LLMs Are Already Good Tutors: Training-Free Prompt Optimization for Pedagogical Math Tutoring
For researchers and practitioners developing LLM-based tutors, this work demonstrates that prompt optimization alone can match or exceed RL-based methods, significantly reducing computational requirements.
We show that training-free prompt optimization can outperform RL-trained baselines in math tutoring, with ParetoGrad achieving the best balance across post-test solve rate, leak control, and helpfulness, while using only API calls.

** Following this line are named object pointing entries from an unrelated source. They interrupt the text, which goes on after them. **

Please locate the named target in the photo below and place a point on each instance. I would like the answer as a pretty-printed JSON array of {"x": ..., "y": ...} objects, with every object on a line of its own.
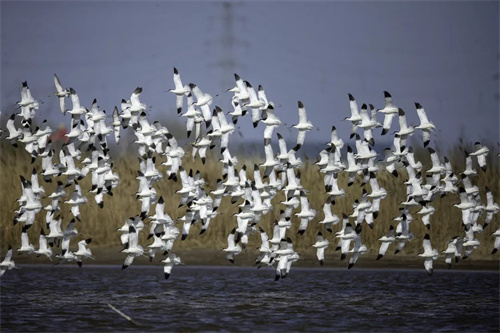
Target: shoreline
[{"x": 210, "y": 257}]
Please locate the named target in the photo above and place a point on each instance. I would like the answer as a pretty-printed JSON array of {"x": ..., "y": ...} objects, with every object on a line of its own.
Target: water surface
[{"x": 46, "y": 298}]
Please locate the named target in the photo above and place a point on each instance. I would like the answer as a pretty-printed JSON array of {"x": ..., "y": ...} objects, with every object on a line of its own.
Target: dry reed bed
[{"x": 101, "y": 224}]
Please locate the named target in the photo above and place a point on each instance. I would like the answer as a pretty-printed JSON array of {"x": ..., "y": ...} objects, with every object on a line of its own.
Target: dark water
[{"x": 66, "y": 298}]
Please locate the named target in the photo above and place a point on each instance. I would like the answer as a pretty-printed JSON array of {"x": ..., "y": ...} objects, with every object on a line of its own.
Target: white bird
[
  {"x": 404, "y": 129},
  {"x": 358, "y": 248},
  {"x": 7, "y": 262},
  {"x": 77, "y": 109},
  {"x": 480, "y": 152},
  {"x": 26, "y": 99},
  {"x": 329, "y": 218},
  {"x": 61, "y": 93},
  {"x": 43, "y": 248},
  {"x": 169, "y": 262},
  {"x": 386, "y": 240},
  {"x": 26, "y": 246},
  {"x": 180, "y": 90},
  {"x": 83, "y": 251},
  {"x": 496, "y": 246},
  {"x": 389, "y": 111},
  {"x": 303, "y": 126},
  {"x": 321, "y": 245},
  {"x": 203, "y": 100},
  {"x": 133, "y": 249},
  {"x": 425, "y": 125},
  {"x": 346, "y": 235},
  {"x": 232, "y": 248},
  {"x": 355, "y": 117},
  {"x": 429, "y": 254},
  {"x": 306, "y": 214},
  {"x": 452, "y": 250}
]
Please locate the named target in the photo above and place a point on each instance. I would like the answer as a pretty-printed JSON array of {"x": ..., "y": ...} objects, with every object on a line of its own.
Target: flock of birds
[{"x": 85, "y": 154}]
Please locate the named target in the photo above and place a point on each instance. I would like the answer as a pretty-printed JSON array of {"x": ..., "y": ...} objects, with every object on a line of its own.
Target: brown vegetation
[{"x": 101, "y": 224}]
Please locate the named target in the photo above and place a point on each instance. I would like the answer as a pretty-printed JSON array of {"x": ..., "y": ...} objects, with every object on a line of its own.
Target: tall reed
[{"x": 101, "y": 224}]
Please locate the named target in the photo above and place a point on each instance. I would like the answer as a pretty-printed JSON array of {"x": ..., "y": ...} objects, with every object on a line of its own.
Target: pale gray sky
[{"x": 444, "y": 55}]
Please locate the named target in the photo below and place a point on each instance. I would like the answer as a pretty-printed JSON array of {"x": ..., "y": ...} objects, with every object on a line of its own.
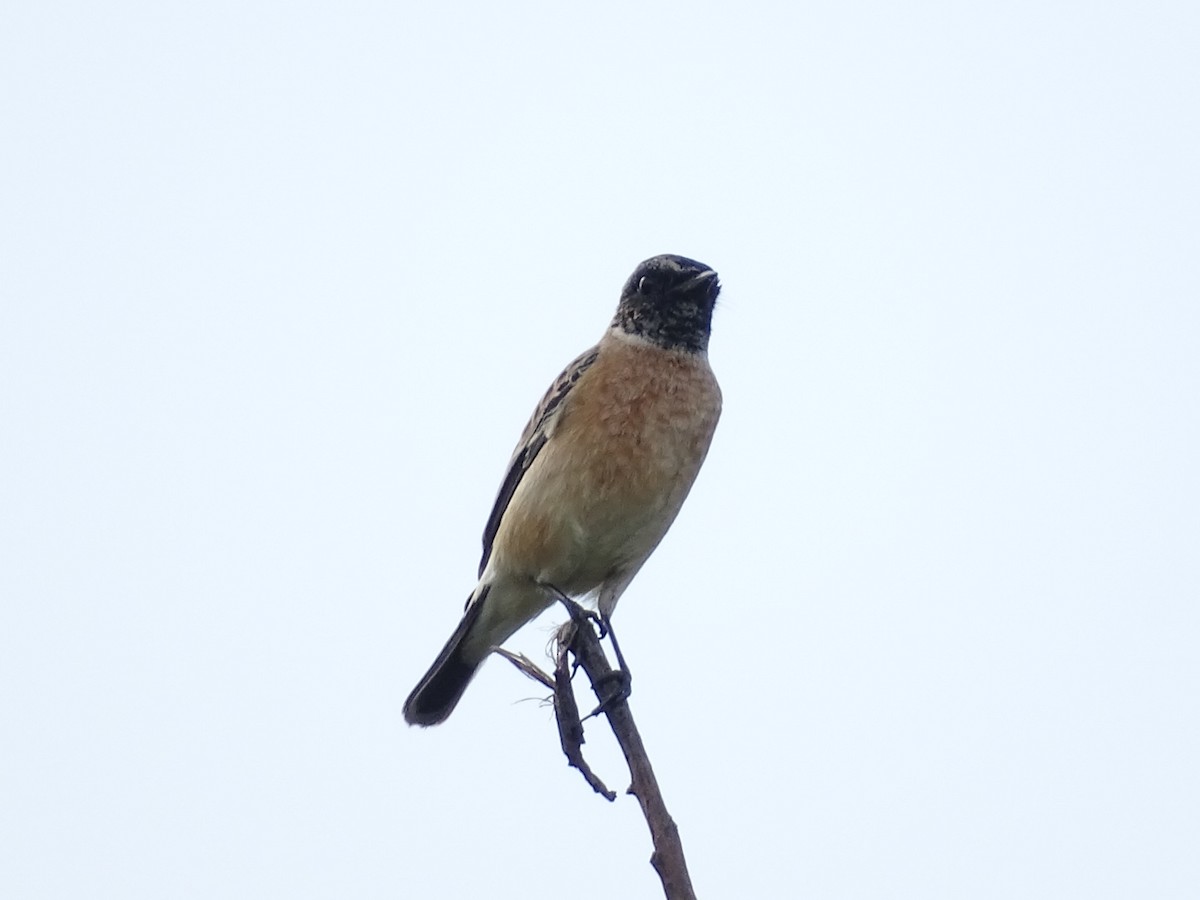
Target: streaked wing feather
[{"x": 532, "y": 441}]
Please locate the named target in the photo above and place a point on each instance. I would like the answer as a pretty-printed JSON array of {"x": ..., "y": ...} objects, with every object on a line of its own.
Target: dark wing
[{"x": 532, "y": 441}]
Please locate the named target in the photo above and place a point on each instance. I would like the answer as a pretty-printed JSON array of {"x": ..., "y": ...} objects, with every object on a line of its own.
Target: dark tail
[{"x": 438, "y": 693}]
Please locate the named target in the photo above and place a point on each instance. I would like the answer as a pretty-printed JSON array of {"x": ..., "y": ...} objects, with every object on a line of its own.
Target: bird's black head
[{"x": 669, "y": 300}]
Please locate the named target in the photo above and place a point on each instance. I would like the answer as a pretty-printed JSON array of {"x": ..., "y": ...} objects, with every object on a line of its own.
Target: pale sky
[{"x": 282, "y": 283}]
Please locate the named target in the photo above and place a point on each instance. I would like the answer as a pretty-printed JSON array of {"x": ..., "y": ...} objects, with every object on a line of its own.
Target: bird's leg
[{"x": 621, "y": 676}]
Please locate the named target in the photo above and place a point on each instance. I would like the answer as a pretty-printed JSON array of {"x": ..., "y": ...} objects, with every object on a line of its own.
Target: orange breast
[{"x": 619, "y": 461}]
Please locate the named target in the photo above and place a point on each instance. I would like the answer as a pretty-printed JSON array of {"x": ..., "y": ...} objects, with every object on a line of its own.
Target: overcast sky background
[{"x": 281, "y": 285}]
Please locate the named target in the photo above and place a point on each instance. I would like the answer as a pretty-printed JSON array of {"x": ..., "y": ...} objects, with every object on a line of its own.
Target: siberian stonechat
[{"x": 599, "y": 474}]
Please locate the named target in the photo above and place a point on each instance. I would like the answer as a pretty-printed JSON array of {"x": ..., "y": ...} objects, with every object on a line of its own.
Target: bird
[{"x": 599, "y": 474}]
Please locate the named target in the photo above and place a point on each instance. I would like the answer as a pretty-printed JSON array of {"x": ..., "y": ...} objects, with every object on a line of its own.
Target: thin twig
[
  {"x": 567, "y": 713},
  {"x": 667, "y": 857}
]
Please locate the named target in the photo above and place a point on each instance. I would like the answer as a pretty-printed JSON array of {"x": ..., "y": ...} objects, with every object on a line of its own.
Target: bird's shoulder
[{"x": 537, "y": 432}]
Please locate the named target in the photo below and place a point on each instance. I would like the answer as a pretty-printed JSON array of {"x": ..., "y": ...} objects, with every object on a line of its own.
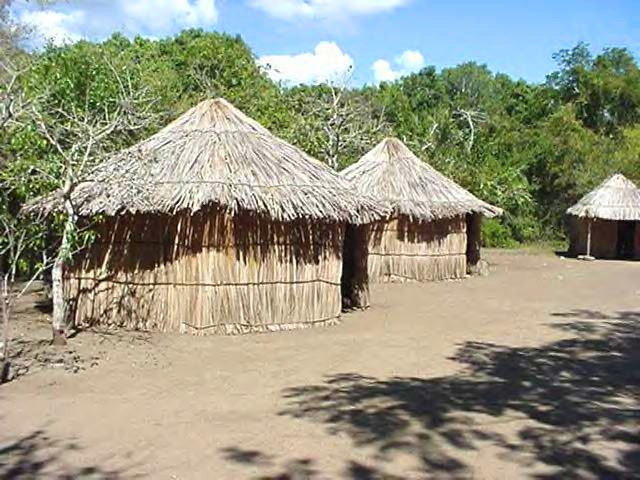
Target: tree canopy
[{"x": 532, "y": 149}]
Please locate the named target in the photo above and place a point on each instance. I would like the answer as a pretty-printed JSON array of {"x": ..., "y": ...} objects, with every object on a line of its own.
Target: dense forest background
[{"x": 532, "y": 149}]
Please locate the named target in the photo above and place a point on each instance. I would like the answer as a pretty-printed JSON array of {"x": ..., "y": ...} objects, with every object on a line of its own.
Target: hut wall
[
  {"x": 604, "y": 237},
  {"x": 209, "y": 273},
  {"x": 401, "y": 249},
  {"x": 474, "y": 239},
  {"x": 355, "y": 275}
]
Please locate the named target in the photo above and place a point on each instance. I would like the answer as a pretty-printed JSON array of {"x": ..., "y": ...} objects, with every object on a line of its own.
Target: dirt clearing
[{"x": 531, "y": 372}]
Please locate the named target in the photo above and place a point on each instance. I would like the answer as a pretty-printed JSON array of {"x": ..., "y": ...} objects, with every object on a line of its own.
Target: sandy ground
[{"x": 533, "y": 372}]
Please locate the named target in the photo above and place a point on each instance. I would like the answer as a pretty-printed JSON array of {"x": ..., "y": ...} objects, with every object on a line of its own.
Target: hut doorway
[
  {"x": 474, "y": 239},
  {"x": 354, "y": 282},
  {"x": 626, "y": 239}
]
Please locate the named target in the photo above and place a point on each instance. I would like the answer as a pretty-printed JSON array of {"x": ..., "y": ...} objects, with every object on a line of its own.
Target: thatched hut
[
  {"x": 215, "y": 225},
  {"x": 434, "y": 230},
  {"x": 605, "y": 223}
]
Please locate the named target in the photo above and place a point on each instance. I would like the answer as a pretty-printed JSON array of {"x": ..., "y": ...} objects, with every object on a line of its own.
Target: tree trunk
[
  {"x": 59, "y": 320},
  {"x": 4, "y": 297}
]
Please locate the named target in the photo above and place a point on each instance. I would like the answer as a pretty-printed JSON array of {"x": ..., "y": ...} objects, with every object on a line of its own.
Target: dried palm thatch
[
  {"x": 602, "y": 219},
  {"x": 214, "y": 154},
  {"x": 426, "y": 236},
  {"x": 411, "y": 187},
  {"x": 209, "y": 273},
  {"x": 617, "y": 198},
  {"x": 213, "y": 225}
]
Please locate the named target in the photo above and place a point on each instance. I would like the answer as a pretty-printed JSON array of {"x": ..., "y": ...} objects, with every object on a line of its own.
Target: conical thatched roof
[
  {"x": 617, "y": 198},
  {"x": 392, "y": 173},
  {"x": 214, "y": 154}
]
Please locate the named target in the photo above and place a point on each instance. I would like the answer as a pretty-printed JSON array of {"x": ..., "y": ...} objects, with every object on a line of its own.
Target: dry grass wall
[
  {"x": 209, "y": 273},
  {"x": 604, "y": 237},
  {"x": 401, "y": 249}
]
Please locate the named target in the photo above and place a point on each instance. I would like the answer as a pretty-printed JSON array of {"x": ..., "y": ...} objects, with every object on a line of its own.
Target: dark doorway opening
[
  {"x": 474, "y": 240},
  {"x": 354, "y": 283},
  {"x": 626, "y": 239}
]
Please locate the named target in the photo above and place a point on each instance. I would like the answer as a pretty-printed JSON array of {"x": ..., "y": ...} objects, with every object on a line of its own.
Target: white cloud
[
  {"x": 323, "y": 9},
  {"x": 408, "y": 62},
  {"x": 97, "y": 19},
  {"x": 383, "y": 72},
  {"x": 57, "y": 27},
  {"x": 326, "y": 63}
]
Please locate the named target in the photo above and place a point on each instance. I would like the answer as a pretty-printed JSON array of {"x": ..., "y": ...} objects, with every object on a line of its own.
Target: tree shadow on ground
[
  {"x": 567, "y": 409},
  {"x": 38, "y": 455},
  {"x": 297, "y": 469}
]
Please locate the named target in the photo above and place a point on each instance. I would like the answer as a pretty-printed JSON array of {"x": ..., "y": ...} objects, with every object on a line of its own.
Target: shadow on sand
[
  {"x": 38, "y": 455},
  {"x": 548, "y": 409}
]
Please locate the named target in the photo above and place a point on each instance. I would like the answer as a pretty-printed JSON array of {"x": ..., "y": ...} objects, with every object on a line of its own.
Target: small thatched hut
[
  {"x": 605, "y": 223},
  {"x": 434, "y": 230},
  {"x": 215, "y": 225}
]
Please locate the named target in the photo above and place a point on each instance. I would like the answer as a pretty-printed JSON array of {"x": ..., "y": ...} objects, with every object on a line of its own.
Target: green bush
[{"x": 497, "y": 235}]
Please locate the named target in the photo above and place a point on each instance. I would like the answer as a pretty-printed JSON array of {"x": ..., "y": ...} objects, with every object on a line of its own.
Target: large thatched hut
[
  {"x": 215, "y": 225},
  {"x": 605, "y": 223},
  {"x": 434, "y": 230}
]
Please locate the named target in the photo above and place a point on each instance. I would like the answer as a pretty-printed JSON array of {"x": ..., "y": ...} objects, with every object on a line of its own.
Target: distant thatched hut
[
  {"x": 434, "y": 230},
  {"x": 605, "y": 223},
  {"x": 214, "y": 225}
]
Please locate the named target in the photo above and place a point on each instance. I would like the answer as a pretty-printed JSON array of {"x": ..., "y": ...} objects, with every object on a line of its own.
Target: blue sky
[{"x": 305, "y": 41}]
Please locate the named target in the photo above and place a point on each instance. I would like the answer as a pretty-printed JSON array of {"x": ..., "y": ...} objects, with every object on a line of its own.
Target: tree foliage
[{"x": 532, "y": 149}]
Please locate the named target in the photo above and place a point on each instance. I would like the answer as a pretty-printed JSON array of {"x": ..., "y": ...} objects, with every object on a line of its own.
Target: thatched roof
[
  {"x": 617, "y": 198},
  {"x": 216, "y": 155},
  {"x": 392, "y": 173}
]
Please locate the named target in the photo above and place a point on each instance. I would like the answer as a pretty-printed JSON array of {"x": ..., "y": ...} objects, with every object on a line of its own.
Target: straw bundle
[
  {"x": 392, "y": 173},
  {"x": 617, "y": 198},
  {"x": 214, "y": 154},
  {"x": 209, "y": 273},
  {"x": 214, "y": 225},
  {"x": 403, "y": 250},
  {"x": 426, "y": 236}
]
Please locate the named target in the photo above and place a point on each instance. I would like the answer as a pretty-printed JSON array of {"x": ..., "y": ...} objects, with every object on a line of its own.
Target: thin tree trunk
[
  {"x": 59, "y": 320},
  {"x": 4, "y": 372}
]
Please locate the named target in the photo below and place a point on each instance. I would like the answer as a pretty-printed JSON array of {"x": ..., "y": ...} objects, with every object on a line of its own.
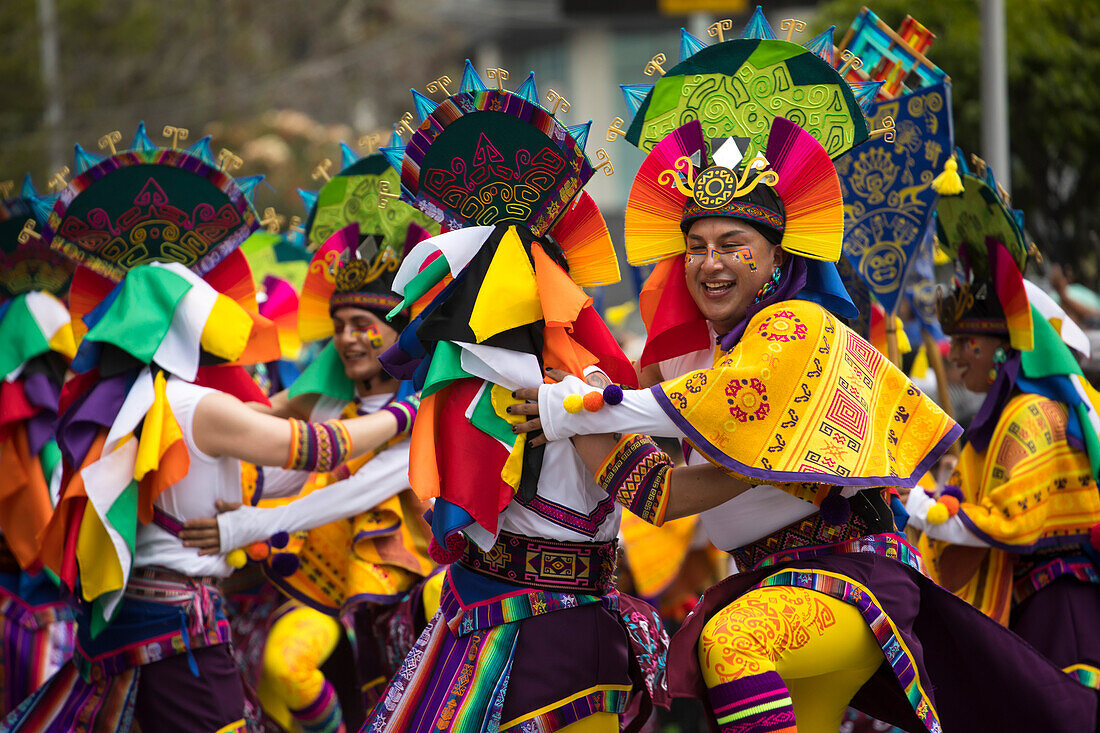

Aligning LLMs for math tutoring typically requires RL-based training with multi-GPU infrastructure. We investigate whether training-free prompt optimization-evolving only the system prompt via API calls-can serve as a practical alternative. We adapt 7 published methods and propose 5 education-specialized methods, evaluating these 12 methods under 5 conditions on 2 OOD benchmark suites. All 12 best-per-method configurations surpass the strongest RL-trained baseline (R_total = 0.633), and our ParetoGrad achieves the best Pareto balance across post-test solve rate, leak control, and helpfulness, rather than dominating any single component. Behavioral analysis with an 82-code educational codebook reveals that training-free methods rely on teaching-knowledge patterns at 2-3x the rate of RL-trained models, with a compensating ~10 percentage-point reduction in intent-level scaffolding. We also find a task-dependent reasoning mode effect consistent across training-free and RL-based paradigms. Our approach enables efficient development of pedagogically aligned LLM tutors with prompts alone and minimal compute.